Bug 201069 - Devices behind Intel PCI bridge unusable after S3 resume (prefetch issues)
Summary: Devices behind Intel PCI bridge unusable after S3 resume (prefetch issues)
Status: NEW
Alias: None
Product: Drivers
Classification: Unclassified
Component: PCI (show other bugs)
Hardware: All Linux
: P1 normal
Assignee: drivers_pci@kernel-bugs.osdl.org
URL:
Keywords:
Depends on:
Blocks:
 
Reported: 2018-09-10 03:41 UTC by Daniel Drake
Modified: 2019-06-04 11:40 UTC (History)
4 users (show)

See Also:
Kernel Version: 4.18
Subsystem:
Regression: No
Bisected commit-id:


Attachments
Asus products with nvidia GPU affected by this issue (12.03 KB, text/plain)
2018-09-10 03:41 UTC, Daniel Drake
Details
Win10 qemu-traced PCI bridge config space accesses (40.39 KB, text/plain)
2018-09-10 04:14 UTC, Daniel Drake
Details
Peter Wu's Windows qemu trace (14.59 KB, text/plain)
2018-09-10 04:20 UTC, Daniel Drake
Details
case 2; egpu working after resume (used it before suspend) (85.49 KB, text/plain)
2018-10-01 14:32 UTC, Thomas Martitz
Details
case 1; egpu NOT working after resume (NOT using it before suspend) (104.85 KB, text/plain)
2018-10-01 14:35 UTC, Thomas Martitz
Details

Description Daniel Drake 2018-09-10 03:41:36 UTC
Created attachment 278393 [details]
Asus products with nvidia GPU affected by this issue

On 38+ Intel-based Asus products, the nvidia GPU becomes unusable after S3 suspend/resume. The affected products include multiple generations of nvidia GPUs and Intel SoCs. After resume, nouveau logs many errors such as:

    fifo: fault 00 [READ] at 0000005555555000 engine 00 [GR] client 04 [HUB/FE] reason 4a [] on channel -1 [007fa91000 unknown]
    DRM: failed to idle channel 0 [DRM]

Similarly, the nvidia proprietary driver also fails after resume (black screen, 100% CPU usage in Xorg process). We shipped a sample to Nvidia for diagnosis, and their response indicated that it's a problem with the parent PCI bridge (on the Intel SoC), not the GPU.

Runtime suspend/resume works fine, only S3 suspend is affected. It's not a regression (we don't know of any working kernel version).

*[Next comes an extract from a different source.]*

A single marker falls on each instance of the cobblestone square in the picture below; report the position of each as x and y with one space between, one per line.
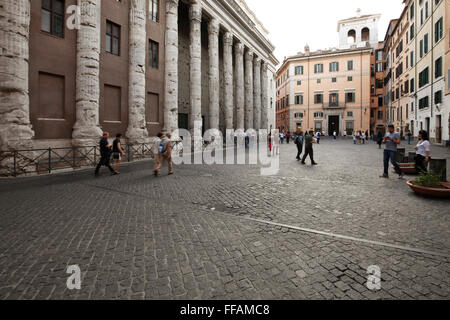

We found a workaround: on resume, rewrite the Intel PCI bridge 'Prefetchable Base Upper 32 Bits' register (PCI_PREF_BASE_UPPER32). In the cases that I checked, this register has value 0 and we just have to rewrite that value.

It's very strange that rewriting the exact same register value makes a difference, but it definitely makes the issue go away. It's not just acting as some kind of memory barrier, because rewriting other bridge registers does not work around the issue. There's something magic in this particular register. We have confirmed this on all the affected models we have in-hands (X542UQ, UX533FD, X530UN, V272UN).

I'm attaching the details of the 38 Asus devices that we have worked on that we believe are affected.
Comment 1 Daniel Drake 2018-09-10 03:44:50 UTC
Testing one of the proposed patches that implements this workaround, Thomas Martitz confirmed that it fixes an equivalent problem where the AMD Radeon Polaris 10 GPU on the HP Zbook 14u G5 is unusable after S3 resume.

https://bugs.freedesktop.org/show_bug.cgi?id=105760#c65
Comment 2 Daniel Drake 2018-09-10 03:53:49 UTC
Separately, the Asus X441UAR laptop had an issue where the r8169 ethernet became broken after suspend/resume, a recent kernel regression. This was worked around by turning off MSI-X in commit 7bb05b85bc2d ("r8169: don't use MSI-X on RTL8106e").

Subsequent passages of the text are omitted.